Simon Scannell, a researcher at RIPS Technologies GmbH, discovered an arbitrary file deletion vulnerability in the popular WooCommerce plugin that could allow a malicious or compromised privileged user to gain full control over the unpatched websites.
WooCommerce is one the most popular eCommerce plugins for WordPress that helps websites to upgrade their standard blog to a powerful online store. WooCommerce powers nearly 35% of e-stores on the internet, with more than 4 million installations.
Exploiting WooCommerce File-Deletion and WordPress Design Flaws
The attack demonstrated in the following video takes advantage of the way WordPress handles user privileges and WooCommerce file deletion vulnerability, allowing an account with "Shop Manager" role to eventually reset administrator accounts' password and take complete control over the website.
When installed, WooCommerce extension creates "Shop Managers" accounts with "edit_users" capability, allowing them to edit customer accounts of the store in order to manage their orders, profiles, and products.
In WordPress, an account with "edit_users" capability by default allowed to even edit an administrator account and reset its password. But to draw a permission-based line between an administrator and a shop manager account, the WooCommerce plugin adds some extra limitations on the shop managers.
Now, according to Simon, a malicious Shop Manager can forcefully disable the WooCommerce plugin by exploiting a file deletion vulnerability that resides in the logging feature of WooCommerce.

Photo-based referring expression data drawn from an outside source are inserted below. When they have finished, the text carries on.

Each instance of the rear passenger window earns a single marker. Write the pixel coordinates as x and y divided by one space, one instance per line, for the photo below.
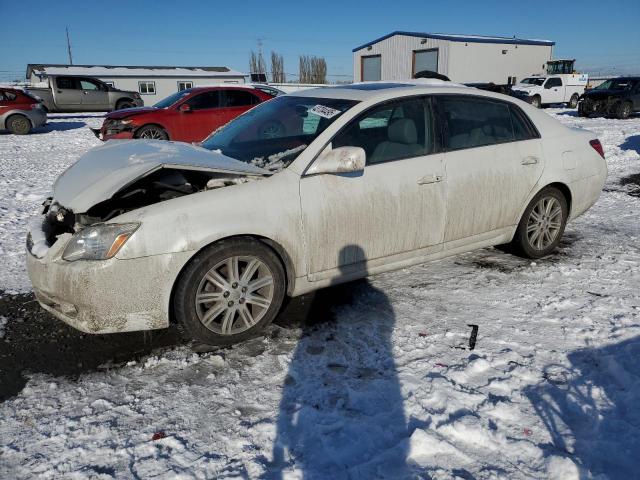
67 83
239 98
475 122
391 131
205 100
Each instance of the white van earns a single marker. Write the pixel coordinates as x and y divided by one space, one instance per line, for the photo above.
542 90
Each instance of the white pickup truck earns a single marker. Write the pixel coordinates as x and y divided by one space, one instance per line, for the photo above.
542 90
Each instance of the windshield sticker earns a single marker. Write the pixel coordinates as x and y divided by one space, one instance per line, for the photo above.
324 112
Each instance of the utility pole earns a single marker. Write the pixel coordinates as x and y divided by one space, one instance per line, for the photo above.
69 47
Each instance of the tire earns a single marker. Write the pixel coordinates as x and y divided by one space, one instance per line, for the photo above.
152 132
219 308
545 215
624 110
536 101
122 104
18 124
573 102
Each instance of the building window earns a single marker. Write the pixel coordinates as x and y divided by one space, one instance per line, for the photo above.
425 60
371 68
147 88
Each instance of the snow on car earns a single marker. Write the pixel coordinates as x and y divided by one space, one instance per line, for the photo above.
444 170
367 380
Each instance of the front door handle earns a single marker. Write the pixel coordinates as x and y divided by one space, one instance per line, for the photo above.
431 178
531 160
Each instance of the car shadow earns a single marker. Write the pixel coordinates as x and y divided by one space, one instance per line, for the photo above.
36 342
341 413
591 409
631 143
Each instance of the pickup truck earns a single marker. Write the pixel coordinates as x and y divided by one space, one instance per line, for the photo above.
540 90
82 94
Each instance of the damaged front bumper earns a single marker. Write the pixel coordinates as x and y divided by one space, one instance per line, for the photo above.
104 296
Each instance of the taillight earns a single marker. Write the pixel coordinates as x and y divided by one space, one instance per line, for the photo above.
597 146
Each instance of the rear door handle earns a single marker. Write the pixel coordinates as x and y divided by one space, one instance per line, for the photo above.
431 178
531 160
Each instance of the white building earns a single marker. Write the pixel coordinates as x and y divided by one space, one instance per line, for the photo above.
153 83
462 58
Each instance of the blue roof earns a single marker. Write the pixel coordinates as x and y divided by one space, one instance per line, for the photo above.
461 38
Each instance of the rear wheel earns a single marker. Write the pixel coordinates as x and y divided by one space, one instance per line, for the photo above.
573 103
536 101
623 110
230 292
18 124
152 132
542 225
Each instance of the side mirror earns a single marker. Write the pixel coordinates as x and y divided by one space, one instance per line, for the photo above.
339 160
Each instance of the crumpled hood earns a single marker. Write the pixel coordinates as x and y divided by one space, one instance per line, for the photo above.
103 171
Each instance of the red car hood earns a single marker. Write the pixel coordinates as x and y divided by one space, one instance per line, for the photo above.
130 112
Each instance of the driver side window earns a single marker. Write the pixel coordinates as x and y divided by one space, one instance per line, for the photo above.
391 131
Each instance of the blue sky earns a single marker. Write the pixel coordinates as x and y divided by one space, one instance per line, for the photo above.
223 33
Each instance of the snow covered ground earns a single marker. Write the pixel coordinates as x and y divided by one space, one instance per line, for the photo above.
378 382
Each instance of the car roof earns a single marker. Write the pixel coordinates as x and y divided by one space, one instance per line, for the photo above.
376 90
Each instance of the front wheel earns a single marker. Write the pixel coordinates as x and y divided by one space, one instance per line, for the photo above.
230 292
18 124
542 225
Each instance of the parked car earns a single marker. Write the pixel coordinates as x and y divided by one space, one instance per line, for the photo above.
505 89
20 112
616 97
65 93
346 181
549 89
187 116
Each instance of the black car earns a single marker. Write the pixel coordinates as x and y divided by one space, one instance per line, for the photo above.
616 97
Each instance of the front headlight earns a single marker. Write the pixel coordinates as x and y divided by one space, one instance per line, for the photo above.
99 242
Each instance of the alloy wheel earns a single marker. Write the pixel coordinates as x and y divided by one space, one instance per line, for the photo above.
544 223
234 295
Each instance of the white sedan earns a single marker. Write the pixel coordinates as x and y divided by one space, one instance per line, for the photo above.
301 192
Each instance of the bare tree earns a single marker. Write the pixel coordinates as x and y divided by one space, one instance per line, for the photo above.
256 64
277 68
313 69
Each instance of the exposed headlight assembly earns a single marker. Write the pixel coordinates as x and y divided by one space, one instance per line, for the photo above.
99 242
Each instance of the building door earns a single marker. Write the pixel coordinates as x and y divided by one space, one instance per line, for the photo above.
425 60
371 68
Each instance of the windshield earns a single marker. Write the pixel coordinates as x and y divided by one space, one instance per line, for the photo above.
615 84
171 99
533 81
274 133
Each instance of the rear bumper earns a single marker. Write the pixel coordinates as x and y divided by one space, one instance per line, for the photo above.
105 296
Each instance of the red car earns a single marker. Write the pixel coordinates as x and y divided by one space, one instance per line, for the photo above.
186 116
20 112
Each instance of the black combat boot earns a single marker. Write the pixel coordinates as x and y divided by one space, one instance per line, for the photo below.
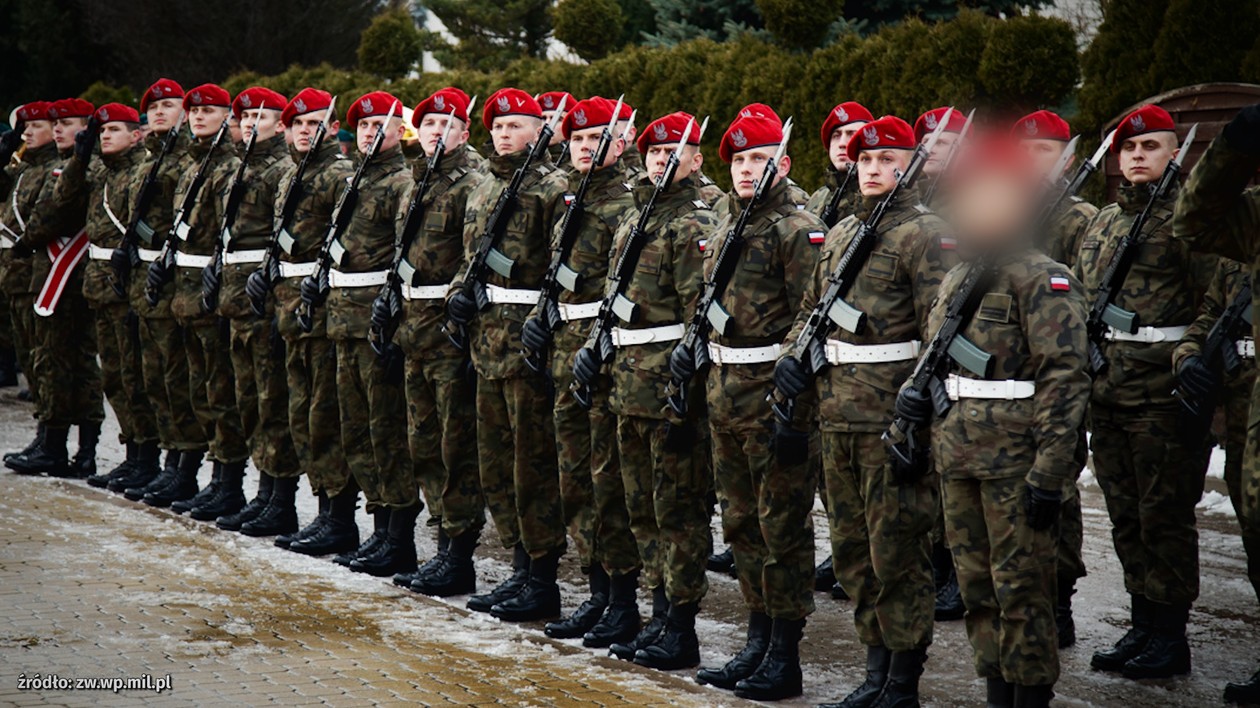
48 457
379 528
902 687
746 660
251 510
1132 644
183 485
620 620
539 597
589 612
650 631
280 515
339 532
229 498
1064 621
677 646
455 573
779 674
877 674
508 588
1167 654
125 468
397 554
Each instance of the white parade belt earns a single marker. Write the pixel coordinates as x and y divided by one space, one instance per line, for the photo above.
722 355
844 353
647 335
1009 389
1147 335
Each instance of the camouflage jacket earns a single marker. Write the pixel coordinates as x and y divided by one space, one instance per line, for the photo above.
762 299
494 335
1032 323
203 219
27 180
664 285
255 221
609 202
437 250
1164 289
320 188
895 291
369 242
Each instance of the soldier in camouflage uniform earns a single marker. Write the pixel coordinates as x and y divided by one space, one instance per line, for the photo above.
1007 447
440 398
369 392
880 524
515 435
1151 479
585 439
1217 213
1042 135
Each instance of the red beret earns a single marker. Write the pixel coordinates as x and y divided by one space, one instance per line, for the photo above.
34 111
888 132
111 112
667 130
71 108
513 102
442 101
929 121
258 97
747 134
161 88
1147 119
1041 125
308 101
208 95
551 100
843 115
374 103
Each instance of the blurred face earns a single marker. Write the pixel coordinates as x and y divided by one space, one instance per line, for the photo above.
841 137
658 156
582 145
304 127
513 134
749 165
117 137
368 127
163 114
206 121
1144 158
64 131
878 170
434 125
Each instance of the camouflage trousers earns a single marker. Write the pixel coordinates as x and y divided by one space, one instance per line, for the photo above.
212 388
314 413
881 541
519 478
373 427
262 394
441 426
1007 575
66 365
1152 484
665 498
117 338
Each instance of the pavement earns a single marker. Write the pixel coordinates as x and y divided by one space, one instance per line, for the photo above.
93 586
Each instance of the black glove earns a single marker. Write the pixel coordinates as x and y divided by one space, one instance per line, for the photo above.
586 365
460 308
790 377
914 406
1042 507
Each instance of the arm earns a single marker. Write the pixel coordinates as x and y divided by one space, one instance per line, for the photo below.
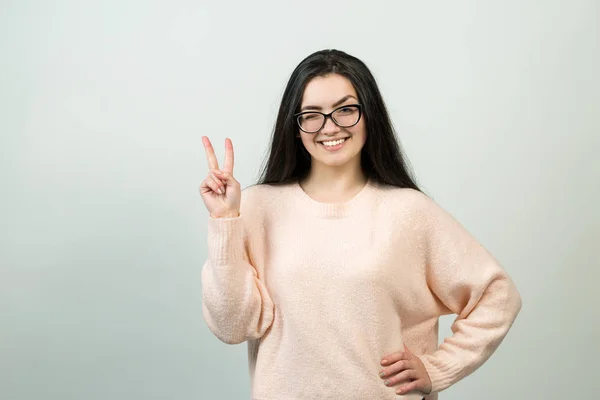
469 282
235 303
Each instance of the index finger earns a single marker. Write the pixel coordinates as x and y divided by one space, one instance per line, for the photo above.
228 165
211 158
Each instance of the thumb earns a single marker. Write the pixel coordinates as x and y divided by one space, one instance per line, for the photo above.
225 177
407 350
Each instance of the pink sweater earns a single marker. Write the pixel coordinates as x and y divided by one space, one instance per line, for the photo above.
323 291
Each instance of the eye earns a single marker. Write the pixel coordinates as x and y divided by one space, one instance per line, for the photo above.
346 110
309 117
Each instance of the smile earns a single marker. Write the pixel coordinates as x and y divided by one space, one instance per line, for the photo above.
333 145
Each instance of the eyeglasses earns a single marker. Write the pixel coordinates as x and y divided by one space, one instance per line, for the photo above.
344 117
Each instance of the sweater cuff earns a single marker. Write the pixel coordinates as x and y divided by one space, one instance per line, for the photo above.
442 371
225 240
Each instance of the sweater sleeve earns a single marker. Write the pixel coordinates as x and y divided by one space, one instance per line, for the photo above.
235 303
469 281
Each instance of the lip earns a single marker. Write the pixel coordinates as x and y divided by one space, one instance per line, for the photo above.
335 148
332 140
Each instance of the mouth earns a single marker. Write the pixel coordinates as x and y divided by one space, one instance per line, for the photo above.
333 145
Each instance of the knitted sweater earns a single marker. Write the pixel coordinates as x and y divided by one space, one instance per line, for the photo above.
322 291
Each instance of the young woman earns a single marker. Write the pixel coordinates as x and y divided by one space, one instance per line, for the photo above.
336 267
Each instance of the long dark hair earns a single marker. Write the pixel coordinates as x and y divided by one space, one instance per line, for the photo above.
382 159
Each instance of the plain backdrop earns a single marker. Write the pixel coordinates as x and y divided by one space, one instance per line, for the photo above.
103 232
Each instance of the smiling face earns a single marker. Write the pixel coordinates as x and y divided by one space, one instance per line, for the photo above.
332 146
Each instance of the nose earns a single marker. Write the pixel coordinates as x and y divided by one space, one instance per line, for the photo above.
330 128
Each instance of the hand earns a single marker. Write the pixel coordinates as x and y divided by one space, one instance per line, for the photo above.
220 191
405 366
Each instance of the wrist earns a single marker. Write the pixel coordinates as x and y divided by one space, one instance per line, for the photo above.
227 215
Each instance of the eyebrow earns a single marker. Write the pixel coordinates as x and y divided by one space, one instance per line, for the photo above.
337 103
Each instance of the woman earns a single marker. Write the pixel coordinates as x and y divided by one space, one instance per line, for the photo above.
336 267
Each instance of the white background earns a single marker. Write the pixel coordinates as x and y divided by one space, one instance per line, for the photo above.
103 232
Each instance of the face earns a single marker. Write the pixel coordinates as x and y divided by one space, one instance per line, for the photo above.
332 146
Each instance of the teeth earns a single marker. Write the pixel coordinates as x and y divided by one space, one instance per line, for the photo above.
334 142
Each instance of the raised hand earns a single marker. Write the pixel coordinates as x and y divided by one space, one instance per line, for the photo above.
220 191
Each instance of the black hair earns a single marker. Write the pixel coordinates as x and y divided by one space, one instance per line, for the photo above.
382 159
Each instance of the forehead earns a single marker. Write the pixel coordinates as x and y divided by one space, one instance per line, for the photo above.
326 90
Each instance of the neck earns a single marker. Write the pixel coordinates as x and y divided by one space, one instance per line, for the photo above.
332 184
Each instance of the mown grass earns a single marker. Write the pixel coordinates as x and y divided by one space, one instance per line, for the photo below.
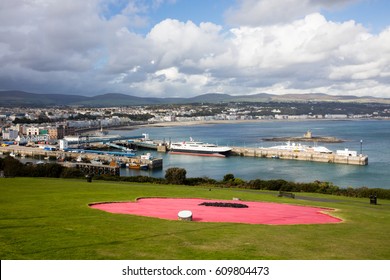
50 219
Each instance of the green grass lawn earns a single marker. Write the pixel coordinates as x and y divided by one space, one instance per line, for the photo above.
50 219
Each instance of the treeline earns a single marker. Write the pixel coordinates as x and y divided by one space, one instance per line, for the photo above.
13 168
177 176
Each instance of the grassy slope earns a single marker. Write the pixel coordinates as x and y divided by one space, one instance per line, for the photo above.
50 219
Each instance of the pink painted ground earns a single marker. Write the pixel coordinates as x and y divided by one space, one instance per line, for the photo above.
256 213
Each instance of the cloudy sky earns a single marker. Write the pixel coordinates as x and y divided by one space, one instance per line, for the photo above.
183 48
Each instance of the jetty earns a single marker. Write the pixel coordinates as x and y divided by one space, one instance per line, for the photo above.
340 158
307 137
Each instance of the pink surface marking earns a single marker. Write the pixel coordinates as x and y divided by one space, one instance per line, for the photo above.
256 213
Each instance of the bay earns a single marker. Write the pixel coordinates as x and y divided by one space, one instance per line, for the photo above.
375 135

"This vulnerability allows shop managers to delete any file on the server that is writable. By deleting the main file of WooCommerce, woocommerce.php, WordPress will be unable to load the plugin and then disables it," Simon explains in a blog post.
Once the file is deleted, the WooCommerce plugin gets disabled, allowing shop managers to update the password for the administrator account and then take over the complete website.
Install WooCommerce and WordPress Patch Updates
The researcher responsibly reported the security issues to the Automattic security team, who manages the WooCommerce plugin, via Hackerone on 30, August 2018. The team acknowledged the flaws and fixed them in Woocommerce version 3.4.6 last month.
If you haven,t yet updated your WordPress and Woocommerce, you are highly recommended to install the latest available security updates as soon as possible.